Verbonden Léven

Psalmen4

Psalm 114

 Kunstwerk als verwerking van de Psalm gemaakt door Elly Mondelaers

Psalm 114

Toen Gods volk wègtrok
uit dat vreemde land van verdrùkking,
kreeg het een éigen land,
een eigen héiligdom.

De zee zag het en vlùchtte,
de Jordaan trok zich terùg;
de bergen sprongen als rammen óp,
de heuvels als lámmeren.

Wat was het, zee, dat je vlùchten deed,
Jordaan, waarom trok je terùg?
Waarvoor, bergen, sprong je als rammen óp,
en jullie, heuvels, als lámmeren?

Beef, aarde, voor het Aanschijn van de Hèer,
sidder voor God, die zijn volk vergezèlt,
die rotsige grond tot wáterpoel maakt
en harde steen tot een brón.

 

 

 

(Gezongen door zusters van de St.-Trudoabdij, met citerbegeleiding)

 

Aanzet- Psalm 114

Durf de uittocht aan.
De psalm beschrijft in poëtische woorden de uittocht van het Godsvolk uit Egypte, de doortocht doorheen de woestijn en de intocht in het beloofde land. Vier luttele strofes, korter kunnen een eeuw uit de geschiedenis van het Joodse volk niet worden samengevat: leven in slavernij en stillaan beseffen dat het zo niet verder kan, veertig jaar in de woestijn en daarbovenop de nodige tijd om de nieuwe situatie als ‘heilig’ te kunnen ervaren.
Nu kunnen we dit verhaal natuurlijk lezen als een eenmalig feit: de Joden in Egypte, de Joden doorheen de woestijn, de Joden in het beloofde land. Niets is echter minder waar. In de bijbel wordt vele keren dit verhaal verteld. Het begint al bij Abraham, die de opdracht krijgt zijn vaderland te verlaten.

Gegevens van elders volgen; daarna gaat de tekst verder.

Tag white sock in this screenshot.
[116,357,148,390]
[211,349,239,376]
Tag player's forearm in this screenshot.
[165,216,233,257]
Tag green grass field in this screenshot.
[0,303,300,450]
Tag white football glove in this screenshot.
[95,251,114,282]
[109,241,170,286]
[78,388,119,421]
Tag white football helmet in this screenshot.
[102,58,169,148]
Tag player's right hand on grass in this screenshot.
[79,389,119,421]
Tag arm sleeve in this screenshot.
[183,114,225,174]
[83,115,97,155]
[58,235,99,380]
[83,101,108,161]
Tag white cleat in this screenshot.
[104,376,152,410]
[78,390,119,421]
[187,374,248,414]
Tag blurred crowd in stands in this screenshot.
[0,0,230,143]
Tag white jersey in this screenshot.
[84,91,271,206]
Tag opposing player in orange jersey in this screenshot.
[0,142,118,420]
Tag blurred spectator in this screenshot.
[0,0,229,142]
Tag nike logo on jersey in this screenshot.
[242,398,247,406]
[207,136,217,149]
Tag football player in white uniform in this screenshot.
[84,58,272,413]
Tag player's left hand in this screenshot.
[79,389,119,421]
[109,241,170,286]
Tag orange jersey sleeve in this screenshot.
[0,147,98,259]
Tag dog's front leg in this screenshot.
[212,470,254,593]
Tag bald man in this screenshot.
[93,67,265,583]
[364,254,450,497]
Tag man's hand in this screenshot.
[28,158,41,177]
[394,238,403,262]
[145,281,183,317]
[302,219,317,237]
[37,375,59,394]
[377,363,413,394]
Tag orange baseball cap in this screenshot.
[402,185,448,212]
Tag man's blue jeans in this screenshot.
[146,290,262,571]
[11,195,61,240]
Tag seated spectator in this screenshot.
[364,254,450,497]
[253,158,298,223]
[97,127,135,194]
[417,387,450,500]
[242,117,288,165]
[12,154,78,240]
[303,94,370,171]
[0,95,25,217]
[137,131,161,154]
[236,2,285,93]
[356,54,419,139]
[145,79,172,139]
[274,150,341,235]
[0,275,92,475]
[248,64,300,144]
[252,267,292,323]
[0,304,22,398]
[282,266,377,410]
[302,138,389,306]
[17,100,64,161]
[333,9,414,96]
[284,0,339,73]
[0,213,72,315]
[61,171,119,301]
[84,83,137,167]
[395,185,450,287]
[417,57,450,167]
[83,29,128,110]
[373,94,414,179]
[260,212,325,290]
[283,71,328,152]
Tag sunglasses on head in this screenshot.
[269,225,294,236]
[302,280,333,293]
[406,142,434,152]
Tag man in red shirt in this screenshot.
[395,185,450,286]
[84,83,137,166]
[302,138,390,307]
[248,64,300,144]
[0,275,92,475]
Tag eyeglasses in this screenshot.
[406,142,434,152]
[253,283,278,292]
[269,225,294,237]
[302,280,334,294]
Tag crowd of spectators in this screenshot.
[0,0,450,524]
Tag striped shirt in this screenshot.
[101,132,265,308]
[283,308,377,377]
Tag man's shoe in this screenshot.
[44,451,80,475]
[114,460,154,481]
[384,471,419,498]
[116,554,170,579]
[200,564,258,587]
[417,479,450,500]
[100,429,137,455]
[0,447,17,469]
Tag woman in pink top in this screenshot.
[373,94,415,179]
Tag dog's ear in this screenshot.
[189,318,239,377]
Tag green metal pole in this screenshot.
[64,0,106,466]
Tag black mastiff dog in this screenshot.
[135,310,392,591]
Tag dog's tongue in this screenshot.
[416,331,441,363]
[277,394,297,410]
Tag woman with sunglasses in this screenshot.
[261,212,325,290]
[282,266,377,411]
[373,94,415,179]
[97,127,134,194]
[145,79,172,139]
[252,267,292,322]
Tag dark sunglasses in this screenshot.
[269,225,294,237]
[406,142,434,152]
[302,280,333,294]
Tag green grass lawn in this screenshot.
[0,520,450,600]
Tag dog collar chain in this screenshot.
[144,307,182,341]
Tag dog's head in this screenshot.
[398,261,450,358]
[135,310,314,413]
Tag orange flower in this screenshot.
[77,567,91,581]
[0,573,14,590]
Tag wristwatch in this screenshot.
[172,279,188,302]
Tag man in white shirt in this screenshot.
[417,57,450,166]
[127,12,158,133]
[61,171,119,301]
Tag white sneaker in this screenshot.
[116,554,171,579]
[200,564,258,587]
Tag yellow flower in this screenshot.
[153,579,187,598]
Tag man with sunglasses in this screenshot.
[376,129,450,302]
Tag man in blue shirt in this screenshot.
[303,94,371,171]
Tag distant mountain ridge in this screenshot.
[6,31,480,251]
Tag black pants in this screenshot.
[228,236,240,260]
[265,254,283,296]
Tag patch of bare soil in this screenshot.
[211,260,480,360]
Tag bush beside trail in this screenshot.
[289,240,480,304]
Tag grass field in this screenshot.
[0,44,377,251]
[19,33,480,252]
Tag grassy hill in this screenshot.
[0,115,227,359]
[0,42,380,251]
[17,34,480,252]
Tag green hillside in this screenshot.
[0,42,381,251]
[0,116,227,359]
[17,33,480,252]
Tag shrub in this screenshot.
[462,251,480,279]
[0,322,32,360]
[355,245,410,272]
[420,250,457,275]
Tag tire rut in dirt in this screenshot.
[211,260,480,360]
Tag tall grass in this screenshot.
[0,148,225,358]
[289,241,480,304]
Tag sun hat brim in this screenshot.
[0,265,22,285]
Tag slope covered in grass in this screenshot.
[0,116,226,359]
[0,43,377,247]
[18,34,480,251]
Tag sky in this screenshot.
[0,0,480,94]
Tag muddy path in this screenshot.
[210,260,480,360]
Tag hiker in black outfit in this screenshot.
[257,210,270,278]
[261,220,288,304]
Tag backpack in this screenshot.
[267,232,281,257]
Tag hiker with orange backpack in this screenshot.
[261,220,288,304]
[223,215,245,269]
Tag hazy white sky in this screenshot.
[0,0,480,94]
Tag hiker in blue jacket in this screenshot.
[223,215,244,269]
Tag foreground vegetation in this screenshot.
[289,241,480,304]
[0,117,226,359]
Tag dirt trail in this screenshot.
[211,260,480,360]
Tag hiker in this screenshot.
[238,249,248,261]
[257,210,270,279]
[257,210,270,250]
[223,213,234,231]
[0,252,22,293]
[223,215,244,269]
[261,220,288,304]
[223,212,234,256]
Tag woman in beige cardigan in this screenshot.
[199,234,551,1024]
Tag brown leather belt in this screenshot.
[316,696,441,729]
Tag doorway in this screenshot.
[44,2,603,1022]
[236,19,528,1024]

God belooft hem een nieuw land, een Goddelijk land, het beloofde land.
Als je verder leest in de bijbel ontdek je dat ook Jacob, kleinzoon van Abraham, zijn vader én zijn vaderland verlaat. Hij vlucht de wraak van zijn broer Esau na het bedrog dat hij pleegde. Was het beloofde land aan Abraham dat niet ook zijn land? Misschien wel, maar pas na de nodige omwegen. Gods belofte wordt blijkbaar pas bereikt na de nodige omzwervingen. Alsof er eerst loutering nodig is, vooraleer mensen dat beloofde land kunnen ontdekken.
Vandaar dus misschien de oproep boven deze psalm.
Durf de uittocht aan.
Want geef toe, evident is het niet om het vertrouwde achter te laten met alleen maar een droom, een visioen, een belofte. Wil je weg uit het land van verdrukking, dan moet je heel wat hindernissen overwinnen. Het begint al bij je eigen angst: Durf ik alles achterlaten om misschien wel niks te vinden? Wat wacht mij, zowel onderweg als op het einde van de tocht? Wat als die anderen, die mij voor gek verklaren dat ik de rijk gevulde vleespotten achterlaat, wat als zij gelijk hebben en ik de ondergang tegemoet ga?
Er is veel vertrouwen nodig, vertrouwen in Iets of Iemand groter dan ikzelf, om die stap te durven zetten. God – het Léven – die Innerlijke Stem moet luider klinken dan gewoonte – comfort – zekerheid. En eens onderweg komen de nodige moeilijkheden die overwonnen moeten worden: de zee, de tocht door onherbergzaam land, honger en dorst. Gaandeweg leren mensen vertrouwen dat God – het Léven – die Innerlijke Stem wel geeft wat nodig is, ieder moment opnieuw. Ja, er zijn moeilijkheden die overwonnen moeten worden, maar er is ook nabijheid, hulp die je zomaar toevalt, groei in vertrouwen. En dat duurt, een heel mensenleven lang, tot uiteindelijk dat eigen land, dat eigen heiligdom bereikt wordt.
Durf de uittocht aan.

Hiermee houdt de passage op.